Since you are recording the same thing from two different points of view, that are both complete and not comparable, I’d go for the option 2, the multiple measurement one. Querying will be easier, and the schema is clean.

The only problem I see is about incoherent data, let’s say M1 lost some points while M2 didn’t… the totals will change based on the measurement you are using… (but this apply to any solution in which you split your dataset in 2 different ones, be it by tag or measurement)

It is important to design a good schema, but I won’t focus too much on cardinality unless strictly necessary, of course if you can reduce it to 1/5 it’s gonna be good… but is it worth the complexity and lost flexibility?

Hope you find my opinion helpful

1 Like

Thank you Giovanni, absolutely helpful!

In my real-world scenario, I will in fact have more tags (six to be accurate, one “common”, T1, and five “point of views”, T2-T6), and thus a much higher theoretical cardinality.

As the actual cardinality in the end will depend on use-cases outside of my control, I have to consider the worst case scenario. The different “point of views” as you accurately described them, may very well have less than 10 values each in the end, or dependent tags (which I “loose” by doing the separation). But as I don’t know that, I consider the worst case. They won’t “run away”, there will be at max between 10-20 tag values per tag, and more (~100) for the “common” tag, but doing that math on the low end result in 100*10*10*10*10*10=10000000, high cardinality (with relatively few points per serie). On the high end, 320000000, ridiculously high…

Splitting the views in five separate measurements, “by_T2…by_T6”, getting a total cardinality between 5000-10000 instead, is definitely worth it I would say.

I hadn’t really thought about the incoherent data problem, good point! I think it’s acceptable though, some loss of points is to be expected.

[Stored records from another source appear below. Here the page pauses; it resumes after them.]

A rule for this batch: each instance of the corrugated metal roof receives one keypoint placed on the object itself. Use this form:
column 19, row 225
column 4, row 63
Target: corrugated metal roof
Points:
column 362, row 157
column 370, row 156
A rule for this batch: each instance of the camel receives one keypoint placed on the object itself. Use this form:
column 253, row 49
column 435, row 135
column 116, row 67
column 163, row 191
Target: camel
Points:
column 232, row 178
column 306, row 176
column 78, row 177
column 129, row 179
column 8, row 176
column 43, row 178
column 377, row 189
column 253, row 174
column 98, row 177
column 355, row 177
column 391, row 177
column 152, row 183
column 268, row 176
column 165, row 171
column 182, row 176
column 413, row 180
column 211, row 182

And with “five views” which should have the same total, the most accurate total will always be the highest number in my case (sum aggregate over some time-frame). I can always compare/max/sum the different series, should I have the need.

I think I’ll go for option 2, I agree it is the cleanest most straightforward option.

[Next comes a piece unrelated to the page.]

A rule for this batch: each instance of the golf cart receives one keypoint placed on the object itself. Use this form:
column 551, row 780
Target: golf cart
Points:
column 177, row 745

Just as a followup, I came up with the following idea to get the “best of both worlds”: low-cardinal long-term (downsampled) data, and coherent easy-to-record data. Just wanted to know if anyone (@Giovanni_Luisotto :wink: ) see a problem:

  1. I sample and record the points on the “full view”, with all tags T1-T6, thus I only have one measurement and one value to record for each new point. This has the risk of very high cardinality over time, but not short term. Only a relative few series (<10k) of the theoretically possible series (>1M), will actually record new points short-term (let’s say, within 24h, as an example). This goes into a measurement, in a bucket with 24h retention.
  2. I downsample, and in the process convert this data, to the “option 2” format, separating and grouping tags into separate measurements (beyond the usual aggregateWindow downsampling). Hourly aggregates, as an example, using Task(s) scheduled hourly. These resulting measurements, goes into a separate bucket, with long/infinite retention.

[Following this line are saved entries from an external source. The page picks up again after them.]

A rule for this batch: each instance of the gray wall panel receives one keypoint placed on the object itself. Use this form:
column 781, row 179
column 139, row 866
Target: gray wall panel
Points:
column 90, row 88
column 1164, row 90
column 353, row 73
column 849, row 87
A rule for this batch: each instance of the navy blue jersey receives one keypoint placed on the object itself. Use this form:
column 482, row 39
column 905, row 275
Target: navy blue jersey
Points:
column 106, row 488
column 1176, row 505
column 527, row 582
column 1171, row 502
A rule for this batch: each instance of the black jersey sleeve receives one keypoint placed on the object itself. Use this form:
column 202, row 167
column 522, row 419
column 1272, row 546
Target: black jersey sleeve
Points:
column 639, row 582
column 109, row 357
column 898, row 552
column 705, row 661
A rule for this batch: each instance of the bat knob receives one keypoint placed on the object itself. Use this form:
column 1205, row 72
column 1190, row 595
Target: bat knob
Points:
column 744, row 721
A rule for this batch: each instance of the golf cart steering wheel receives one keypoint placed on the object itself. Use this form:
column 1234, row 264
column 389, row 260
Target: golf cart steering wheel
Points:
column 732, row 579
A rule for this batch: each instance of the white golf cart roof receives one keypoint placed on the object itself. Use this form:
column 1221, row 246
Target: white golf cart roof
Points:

As a result, I should get low-cardinal data in long term archiving, thanks to the “option 2” format, without the risk of incoherent data. They’re all downsampled from the same recorded data, and either all misses points, or don’t. My “potential high cardinal” data, is kept low, due to the low retention (in combination with the irregular sampling of different series, in my specific case). But it also gives full flexibility short-term (“live” view of the last 24h, from any point-of-view, or filter/group combination of tags), as well as simplified sampling and recording using “the one” measurement.

Opinions??

Makes sense to me, I don’t see any issue…
I’ve used something like this as a sort of “temporary” measurement/bucket and it works well, you just have to be careful with the queries.

Might be a little annoying if you have to present both long-term + real-time data (in the same chart), but that’s up to the requirements and still more than doable. in my case to avoid this I’ve got a 10m delay (which is the CQ/task frequency) on some data and that’s it.